Showing 2 changed files with 62 additions and 99 deletions.
diff --git a/.vscode/settings.json b/.vscode/settings.json
@@ -19,6 +19,7 @@
     "Lmnt",
     "logit",
     "Millicents",
+    "mirostat",
     "modelfusion",
     "Ollama",
     "openai",

diff --git a/src/model-provider/ollama/OllamaTextGenerationModel.ts b/src/model-provider/ollama/OllamaTextGenerationModel.ts
@@ -65,45 +65,45 @@ export interface OllamaTextGenerationModelSettings<
    * A lower learning rate will result in slower adjustments,
    * while a higher learning rate will make the algorithm more responsive. (Default: 0.1)
    */
-  mirostat_eta?: number;
+  mirostatEta?: number;
 
   /**
    * Controls the balance between coherence and diversity of the output.
    * A lower value will result in more focused and coherent text. (Default: 5.0)
    */
-  mirostat_tau?: number;
+  mirostatTau?: number;
 
   /**
    * The number of GQA groups in the transformer layer.
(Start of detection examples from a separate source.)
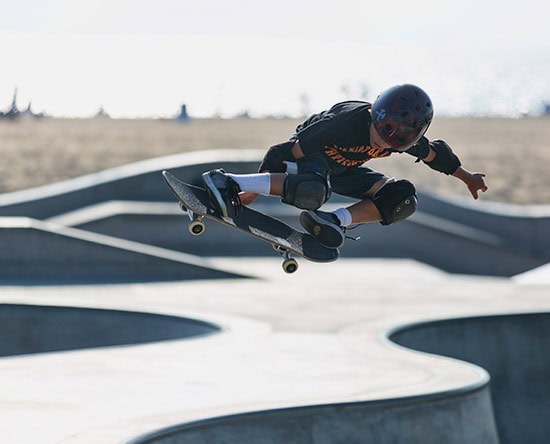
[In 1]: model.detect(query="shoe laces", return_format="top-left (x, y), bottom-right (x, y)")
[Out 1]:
top-left (226, 177), bottom-right (243, 216)
top-left (342, 224), bottom-right (361, 241)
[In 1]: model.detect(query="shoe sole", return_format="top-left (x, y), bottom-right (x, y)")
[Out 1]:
top-left (300, 211), bottom-right (344, 248)
top-left (202, 173), bottom-right (228, 217)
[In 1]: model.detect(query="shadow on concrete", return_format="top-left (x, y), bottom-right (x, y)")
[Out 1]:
top-left (0, 218), bottom-right (247, 285)
top-left (389, 313), bottom-right (550, 444)
top-left (0, 304), bottom-right (221, 357)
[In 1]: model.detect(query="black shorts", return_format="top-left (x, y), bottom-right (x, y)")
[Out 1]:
top-left (297, 153), bottom-right (388, 199)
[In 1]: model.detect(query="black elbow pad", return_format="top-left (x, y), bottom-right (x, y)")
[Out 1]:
top-left (425, 140), bottom-right (461, 175)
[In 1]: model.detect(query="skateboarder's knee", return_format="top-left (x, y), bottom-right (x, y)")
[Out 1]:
top-left (372, 180), bottom-right (418, 225)
top-left (281, 173), bottom-right (330, 210)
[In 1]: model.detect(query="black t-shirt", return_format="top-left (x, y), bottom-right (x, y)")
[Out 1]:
top-left (295, 101), bottom-right (427, 167)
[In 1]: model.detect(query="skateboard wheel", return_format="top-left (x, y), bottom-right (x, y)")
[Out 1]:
top-left (189, 220), bottom-right (206, 236)
top-left (283, 258), bottom-right (298, 274)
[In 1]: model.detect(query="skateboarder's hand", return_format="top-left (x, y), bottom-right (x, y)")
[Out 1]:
top-left (453, 167), bottom-right (488, 199)
top-left (239, 191), bottom-right (260, 206)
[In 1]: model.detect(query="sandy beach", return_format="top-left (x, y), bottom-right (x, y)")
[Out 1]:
top-left (0, 117), bottom-right (550, 204)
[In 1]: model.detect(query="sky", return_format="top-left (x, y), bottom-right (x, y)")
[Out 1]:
top-left (0, 0), bottom-right (550, 117)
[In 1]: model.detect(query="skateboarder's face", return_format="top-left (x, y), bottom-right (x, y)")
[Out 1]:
top-left (369, 123), bottom-right (391, 149)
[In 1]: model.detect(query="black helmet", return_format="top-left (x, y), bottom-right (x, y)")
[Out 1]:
top-left (372, 84), bottom-right (434, 151)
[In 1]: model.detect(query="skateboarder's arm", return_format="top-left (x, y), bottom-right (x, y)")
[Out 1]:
top-left (407, 137), bottom-right (487, 199)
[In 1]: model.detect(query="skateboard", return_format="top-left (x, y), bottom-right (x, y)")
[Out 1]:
top-left (162, 171), bottom-right (340, 273)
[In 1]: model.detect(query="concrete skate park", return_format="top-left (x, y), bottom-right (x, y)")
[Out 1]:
top-left (0, 150), bottom-right (550, 444)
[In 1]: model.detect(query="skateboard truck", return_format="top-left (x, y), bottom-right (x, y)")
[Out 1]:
top-left (272, 244), bottom-right (298, 274)
top-left (180, 203), bottom-right (206, 236)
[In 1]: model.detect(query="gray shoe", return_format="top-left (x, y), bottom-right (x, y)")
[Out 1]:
top-left (300, 210), bottom-right (345, 248)
top-left (202, 169), bottom-right (241, 219)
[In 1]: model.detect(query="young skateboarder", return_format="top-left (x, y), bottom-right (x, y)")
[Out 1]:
top-left (203, 84), bottom-right (487, 248)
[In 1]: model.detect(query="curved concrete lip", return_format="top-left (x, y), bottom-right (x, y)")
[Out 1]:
top-left (0, 258), bottom-right (550, 443)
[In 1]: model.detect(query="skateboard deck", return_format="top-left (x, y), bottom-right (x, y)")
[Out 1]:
top-left (162, 171), bottom-right (339, 273)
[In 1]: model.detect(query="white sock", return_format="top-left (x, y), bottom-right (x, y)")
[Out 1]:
top-left (332, 208), bottom-right (352, 227)
top-left (226, 173), bottom-right (271, 196)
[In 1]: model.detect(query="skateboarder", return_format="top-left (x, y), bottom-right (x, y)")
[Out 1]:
top-left (203, 84), bottom-right (487, 248)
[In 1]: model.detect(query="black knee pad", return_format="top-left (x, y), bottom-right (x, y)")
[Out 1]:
top-left (281, 173), bottom-right (330, 210)
top-left (372, 180), bottom-right (418, 225)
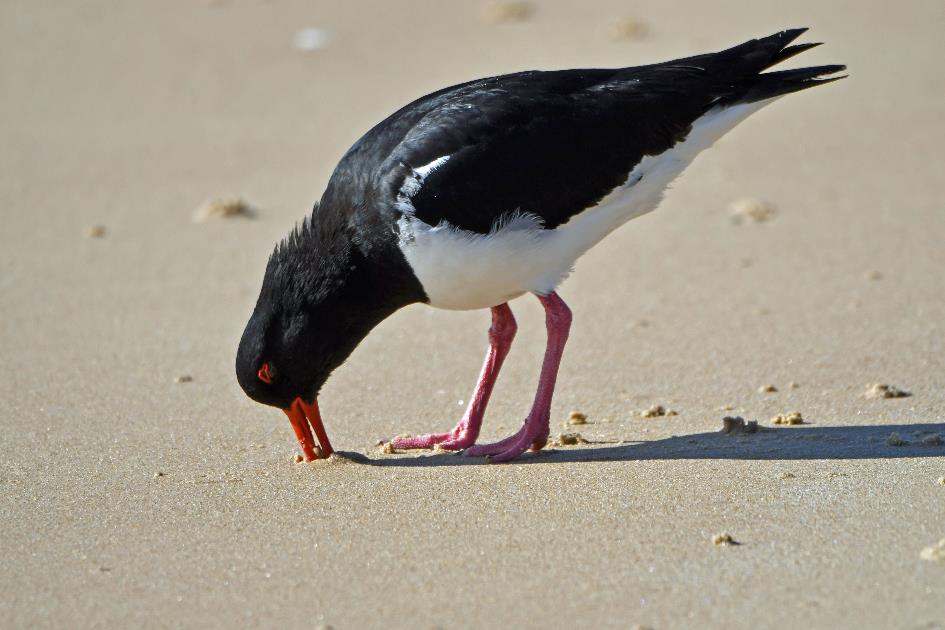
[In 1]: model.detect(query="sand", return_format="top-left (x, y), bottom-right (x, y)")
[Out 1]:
top-left (0, 0), bottom-right (945, 630)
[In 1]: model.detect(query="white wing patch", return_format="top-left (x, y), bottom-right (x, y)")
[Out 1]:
top-left (397, 99), bottom-right (774, 310)
top-left (397, 155), bottom-right (450, 214)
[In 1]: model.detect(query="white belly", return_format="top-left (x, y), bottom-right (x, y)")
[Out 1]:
top-left (399, 101), bottom-right (769, 310)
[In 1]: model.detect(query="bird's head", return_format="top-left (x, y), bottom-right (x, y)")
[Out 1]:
top-left (236, 210), bottom-right (426, 459)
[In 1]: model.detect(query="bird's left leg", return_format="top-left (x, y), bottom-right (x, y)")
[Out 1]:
top-left (391, 304), bottom-right (518, 450)
top-left (463, 292), bottom-right (571, 462)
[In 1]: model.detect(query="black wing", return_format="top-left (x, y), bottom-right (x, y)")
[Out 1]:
top-left (333, 29), bottom-right (843, 233)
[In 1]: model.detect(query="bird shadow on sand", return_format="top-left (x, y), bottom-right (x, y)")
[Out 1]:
top-left (341, 424), bottom-right (945, 467)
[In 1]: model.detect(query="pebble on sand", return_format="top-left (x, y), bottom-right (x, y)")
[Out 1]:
top-left (721, 416), bottom-right (758, 435)
top-left (551, 433), bottom-right (588, 446)
top-left (712, 532), bottom-right (738, 547)
top-left (863, 383), bottom-right (912, 399)
top-left (729, 197), bottom-right (774, 225)
top-left (640, 405), bottom-right (678, 418)
top-left (193, 197), bottom-right (254, 223)
top-left (479, 0), bottom-right (535, 24)
top-left (568, 411), bottom-right (587, 424)
top-left (771, 411), bottom-right (805, 425)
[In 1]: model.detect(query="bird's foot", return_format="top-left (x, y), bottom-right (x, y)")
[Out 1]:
top-left (391, 424), bottom-right (477, 451)
top-left (463, 420), bottom-right (549, 462)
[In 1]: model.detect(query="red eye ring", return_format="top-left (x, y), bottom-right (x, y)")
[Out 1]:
top-left (256, 361), bottom-right (272, 385)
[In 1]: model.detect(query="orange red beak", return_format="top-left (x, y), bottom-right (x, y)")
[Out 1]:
top-left (283, 398), bottom-right (335, 462)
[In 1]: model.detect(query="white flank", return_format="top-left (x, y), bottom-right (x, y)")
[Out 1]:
top-left (397, 99), bottom-right (774, 310)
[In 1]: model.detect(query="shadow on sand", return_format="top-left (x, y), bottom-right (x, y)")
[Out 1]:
top-left (340, 424), bottom-right (945, 467)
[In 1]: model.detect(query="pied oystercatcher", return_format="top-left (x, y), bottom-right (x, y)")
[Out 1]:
top-left (236, 29), bottom-right (845, 461)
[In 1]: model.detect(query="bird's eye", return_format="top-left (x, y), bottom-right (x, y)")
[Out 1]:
top-left (256, 361), bottom-right (276, 385)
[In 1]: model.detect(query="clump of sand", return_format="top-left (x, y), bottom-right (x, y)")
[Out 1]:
top-left (568, 411), bottom-right (587, 425)
top-left (919, 538), bottom-right (945, 562)
top-left (863, 383), bottom-right (912, 399)
top-left (193, 197), bottom-right (255, 223)
top-left (712, 532), bottom-right (738, 547)
top-left (729, 197), bottom-right (775, 225)
top-left (548, 432), bottom-right (589, 446)
top-left (479, 0), bottom-right (535, 24)
top-left (771, 411), bottom-right (805, 425)
top-left (721, 416), bottom-right (758, 435)
top-left (607, 17), bottom-right (648, 42)
top-left (640, 405), bottom-right (678, 418)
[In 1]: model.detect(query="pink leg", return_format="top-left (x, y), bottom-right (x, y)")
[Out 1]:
top-left (391, 304), bottom-right (518, 450)
top-left (463, 292), bottom-right (571, 462)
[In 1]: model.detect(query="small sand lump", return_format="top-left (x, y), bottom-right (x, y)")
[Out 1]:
top-left (863, 383), bottom-right (912, 399)
top-left (480, 1), bottom-right (534, 24)
top-left (729, 197), bottom-right (774, 225)
top-left (557, 433), bottom-right (588, 446)
top-left (568, 411), bottom-right (587, 424)
top-left (712, 532), bottom-right (736, 547)
top-left (721, 416), bottom-right (758, 435)
top-left (607, 17), bottom-right (647, 42)
top-left (919, 538), bottom-right (945, 562)
top-left (886, 431), bottom-right (909, 446)
top-left (771, 411), bottom-right (804, 425)
top-left (640, 405), bottom-right (676, 418)
top-left (193, 197), bottom-right (253, 223)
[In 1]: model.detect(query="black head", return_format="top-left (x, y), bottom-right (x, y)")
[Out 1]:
top-left (236, 208), bottom-right (423, 409)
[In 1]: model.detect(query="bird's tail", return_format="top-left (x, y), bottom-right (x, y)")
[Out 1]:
top-left (673, 28), bottom-right (847, 105)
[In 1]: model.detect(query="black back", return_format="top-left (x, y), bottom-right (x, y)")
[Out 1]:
top-left (323, 29), bottom-right (843, 233)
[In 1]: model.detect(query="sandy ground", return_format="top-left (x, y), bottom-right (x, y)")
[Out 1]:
top-left (0, 0), bottom-right (945, 629)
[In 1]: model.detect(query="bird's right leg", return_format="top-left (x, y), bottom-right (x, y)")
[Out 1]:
top-left (391, 303), bottom-right (518, 451)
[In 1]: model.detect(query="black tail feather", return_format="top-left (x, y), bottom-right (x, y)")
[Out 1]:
top-left (685, 28), bottom-right (846, 105)
top-left (735, 65), bottom-right (847, 103)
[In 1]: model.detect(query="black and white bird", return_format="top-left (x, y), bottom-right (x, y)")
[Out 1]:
top-left (236, 29), bottom-right (845, 461)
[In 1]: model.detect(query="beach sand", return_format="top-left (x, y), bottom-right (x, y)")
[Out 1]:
top-left (0, 0), bottom-right (945, 629)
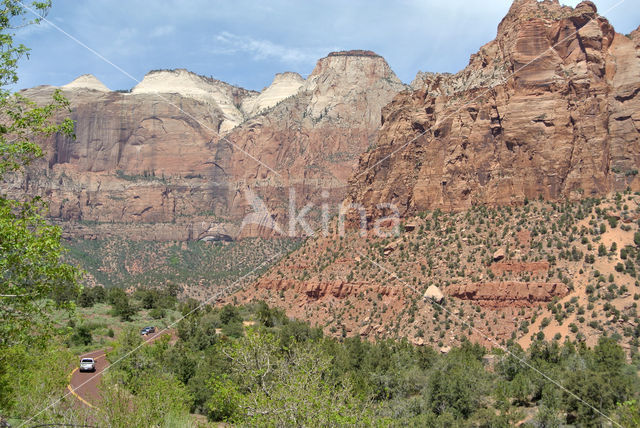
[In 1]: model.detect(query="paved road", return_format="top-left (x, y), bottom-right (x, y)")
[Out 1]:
top-left (67, 330), bottom-right (176, 407)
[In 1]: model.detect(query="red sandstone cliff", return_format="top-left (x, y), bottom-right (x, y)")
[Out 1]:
top-left (348, 0), bottom-right (640, 214)
top-left (12, 51), bottom-right (405, 240)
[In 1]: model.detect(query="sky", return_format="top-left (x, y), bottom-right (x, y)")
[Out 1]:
top-left (13, 0), bottom-right (640, 90)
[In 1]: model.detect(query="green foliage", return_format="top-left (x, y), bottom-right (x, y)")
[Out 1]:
top-left (69, 324), bottom-right (93, 345)
top-left (98, 371), bottom-right (193, 428)
top-left (0, 0), bottom-right (80, 408)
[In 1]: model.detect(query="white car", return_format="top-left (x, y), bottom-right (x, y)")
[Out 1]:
top-left (80, 358), bottom-right (96, 372)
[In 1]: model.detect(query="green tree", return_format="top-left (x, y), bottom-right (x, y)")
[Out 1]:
top-left (0, 0), bottom-right (80, 412)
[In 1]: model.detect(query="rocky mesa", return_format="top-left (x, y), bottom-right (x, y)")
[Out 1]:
top-left (11, 51), bottom-right (405, 240)
top-left (348, 0), bottom-right (640, 215)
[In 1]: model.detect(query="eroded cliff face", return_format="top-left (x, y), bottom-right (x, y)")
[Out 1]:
top-left (11, 51), bottom-right (405, 240)
top-left (348, 0), bottom-right (640, 214)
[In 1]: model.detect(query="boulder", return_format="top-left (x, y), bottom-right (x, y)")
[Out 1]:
top-left (424, 285), bottom-right (444, 303)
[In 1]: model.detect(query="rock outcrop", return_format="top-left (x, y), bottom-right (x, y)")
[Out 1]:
top-left (348, 0), bottom-right (640, 215)
top-left (11, 52), bottom-right (404, 239)
top-left (241, 72), bottom-right (304, 116)
top-left (63, 74), bottom-right (110, 92)
top-left (446, 281), bottom-right (569, 308)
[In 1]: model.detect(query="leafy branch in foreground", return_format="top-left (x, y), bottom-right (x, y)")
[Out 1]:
top-left (0, 0), bottom-right (79, 411)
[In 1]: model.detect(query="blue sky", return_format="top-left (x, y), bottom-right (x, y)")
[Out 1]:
top-left (15, 0), bottom-right (640, 90)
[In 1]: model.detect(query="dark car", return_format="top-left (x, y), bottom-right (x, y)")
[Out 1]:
top-left (80, 358), bottom-right (96, 372)
top-left (140, 327), bottom-right (156, 336)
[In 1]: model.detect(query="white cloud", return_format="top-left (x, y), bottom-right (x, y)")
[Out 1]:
top-left (211, 31), bottom-right (335, 64)
top-left (149, 25), bottom-right (176, 38)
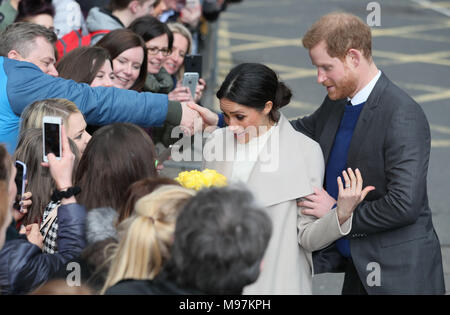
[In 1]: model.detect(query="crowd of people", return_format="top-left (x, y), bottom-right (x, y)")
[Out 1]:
top-left (0, 0), bottom-right (445, 295)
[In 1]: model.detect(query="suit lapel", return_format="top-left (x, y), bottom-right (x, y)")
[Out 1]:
top-left (347, 74), bottom-right (387, 165)
top-left (319, 100), bottom-right (346, 164)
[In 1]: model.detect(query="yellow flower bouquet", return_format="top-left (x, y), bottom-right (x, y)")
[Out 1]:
top-left (175, 169), bottom-right (227, 190)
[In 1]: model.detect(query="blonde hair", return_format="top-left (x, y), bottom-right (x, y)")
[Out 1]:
top-left (302, 12), bottom-right (372, 61)
top-left (167, 23), bottom-right (192, 80)
top-left (20, 98), bottom-right (80, 133)
top-left (100, 185), bottom-right (195, 294)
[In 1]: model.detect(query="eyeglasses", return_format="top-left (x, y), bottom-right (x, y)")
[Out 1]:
top-left (147, 47), bottom-right (172, 57)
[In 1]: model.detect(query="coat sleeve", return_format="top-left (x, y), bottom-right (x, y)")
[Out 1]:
top-left (297, 141), bottom-right (352, 252)
top-left (0, 204), bottom-right (86, 294)
top-left (5, 58), bottom-right (181, 127)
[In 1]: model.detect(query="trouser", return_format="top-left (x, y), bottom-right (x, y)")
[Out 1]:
top-left (342, 258), bottom-right (367, 295)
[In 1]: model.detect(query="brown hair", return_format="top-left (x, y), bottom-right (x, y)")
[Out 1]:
top-left (109, 0), bottom-right (152, 11)
top-left (117, 177), bottom-right (179, 224)
top-left (75, 123), bottom-right (157, 209)
top-left (56, 47), bottom-right (112, 84)
top-left (14, 128), bottom-right (80, 225)
top-left (29, 279), bottom-right (92, 295)
top-left (95, 29), bottom-right (147, 91)
top-left (302, 12), bottom-right (372, 61)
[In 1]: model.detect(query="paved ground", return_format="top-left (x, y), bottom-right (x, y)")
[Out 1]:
top-left (164, 0), bottom-right (450, 294)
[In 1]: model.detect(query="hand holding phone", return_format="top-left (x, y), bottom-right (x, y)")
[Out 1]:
top-left (183, 72), bottom-right (199, 100)
top-left (13, 161), bottom-right (27, 212)
top-left (42, 116), bottom-right (62, 162)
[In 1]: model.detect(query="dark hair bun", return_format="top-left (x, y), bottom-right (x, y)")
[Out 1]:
top-left (273, 81), bottom-right (292, 109)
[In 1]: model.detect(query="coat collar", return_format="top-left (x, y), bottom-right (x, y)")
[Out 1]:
top-left (204, 115), bottom-right (313, 207)
top-left (247, 115), bottom-right (313, 207)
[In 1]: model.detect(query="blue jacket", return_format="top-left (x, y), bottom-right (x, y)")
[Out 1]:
top-left (0, 203), bottom-right (86, 294)
top-left (0, 56), bottom-right (181, 154)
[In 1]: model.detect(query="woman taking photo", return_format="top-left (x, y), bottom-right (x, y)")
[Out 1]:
top-left (96, 29), bottom-right (147, 91)
top-left (56, 46), bottom-right (114, 87)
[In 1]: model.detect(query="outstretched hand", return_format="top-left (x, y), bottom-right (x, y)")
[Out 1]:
top-left (297, 187), bottom-right (336, 218)
top-left (188, 103), bottom-right (219, 129)
top-left (336, 168), bottom-right (375, 224)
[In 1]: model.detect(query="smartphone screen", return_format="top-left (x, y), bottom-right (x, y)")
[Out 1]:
top-left (13, 162), bottom-right (26, 210)
top-left (44, 122), bottom-right (61, 158)
top-left (184, 55), bottom-right (202, 78)
top-left (183, 72), bottom-right (199, 99)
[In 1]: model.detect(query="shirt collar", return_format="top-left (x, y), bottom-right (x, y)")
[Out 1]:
top-left (347, 70), bottom-right (381, 105)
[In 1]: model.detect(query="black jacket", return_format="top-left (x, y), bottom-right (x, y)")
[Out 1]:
top-left (0, 204), bottom-right (86, 294)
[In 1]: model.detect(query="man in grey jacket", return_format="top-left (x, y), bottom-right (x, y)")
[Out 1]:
top-left (292, 13), bottom-right (445, 294)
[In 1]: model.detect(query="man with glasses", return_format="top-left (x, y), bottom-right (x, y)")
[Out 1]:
top-left (0, 22), bottom-right (198, 153)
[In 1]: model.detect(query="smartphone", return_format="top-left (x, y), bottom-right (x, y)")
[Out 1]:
top-left (183, 72), bottom-right (199, 99)
top-left (13, 161), bottom-right (27, 212)
top-left (42, 116), bottom-right (62, 162)
top-left (184, 55), bottom-right (203, 78)
top-left (156, 145), bottom-right (172, 166)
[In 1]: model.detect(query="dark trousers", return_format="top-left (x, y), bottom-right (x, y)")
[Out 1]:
top-left (342, 258), bottom-right (367, 295)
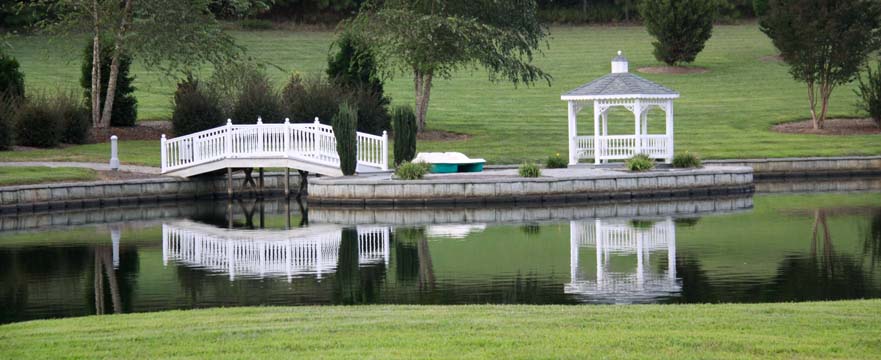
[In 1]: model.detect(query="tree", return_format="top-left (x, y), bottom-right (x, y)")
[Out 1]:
top-left (342, 0), bottom-right (551, 131)
top-left (760, 0), bottom-right (881, 129)
top-left (640, 0), bottom-right (716, 65)
top-left (30, 0), bottom-right (239, 128)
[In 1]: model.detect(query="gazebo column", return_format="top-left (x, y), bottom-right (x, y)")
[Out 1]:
top-left (569, 100), bottom-right (578, 165)
top-left (633, 99), bottom-right (642, 155)
top-left (593, 100), bottom-right (603, 165)
top-left (664, 100), bottom-right (673, 164)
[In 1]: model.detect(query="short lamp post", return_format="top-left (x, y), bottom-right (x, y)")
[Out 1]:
top-left (110, 135), bottom-right (119, 171)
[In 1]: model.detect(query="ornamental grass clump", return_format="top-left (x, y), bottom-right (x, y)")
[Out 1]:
top-left (545, 153), bottom-right (569, 169)
top-left (518, 163), bottom-right (541, 177)
top-left (395, 161), bottom-right (430, 180)
top-left (624, 154), bottom-right (655, 171)
top-left (671, 151), bottom-right (701, 168)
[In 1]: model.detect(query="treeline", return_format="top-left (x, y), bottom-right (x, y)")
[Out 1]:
top-left (0, 0), bottom-right (755, 29)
Required for some models,
    * for example it is 8 for llama2:70b
    */
-  num_gqa?: number;
+  numGqa?: number;
 
   /**
    * The number of layers to send to the GPU(s). On macOS it defaults to 1 to
    * enable metal support, 0 to disable.
    */
-  num_gpu?: number;
+  numGpu?: number;
 
   /**
    * Sets the number of threads to use during computation. By default, Ollama will
    * detect this for optimal performance. It is recommended to set this value to the
    * number of physical CPU cores your system has (as opposed to the logical number of cores).
    */
-  num_threads?: number;
+  numThreads?: number;
 
   /**
    * Sets how far back for the model to look back to prevent repetition.
    * (Default: 64, 0 = disabled, -1 = num_ctx)
    */
-  repeat_last_n?: number;
+  repeatLastN?: number;
 
   /**
    * Sets how strongly to penalize repetitions. A higher value (e.g., 1.5)
    * will penalize repetitions more strongly, while a lower value (e.g., 0.9)
    * will be more lenient. (Default: 1.1)
    */
-  repeat_penalty?: number;
+  repeatPenalty?: number;
 
   /**
    * Sets the random number seed to use for generation. Setting this to a
@@ -117,21 +117,21 @@ export interface OllamaTextGenerationModelSettings<
    * from the output. A higher value (e.g., 2.0) will reduce the impact more,
    * while a value of 1.0 disables this setting. (default: 1)
    */
-  tfs_z?: number;
+  tfsZ?: number;
 
   /**
    * Reduces the probability of generating nonsense. A higher value (e.g. 100)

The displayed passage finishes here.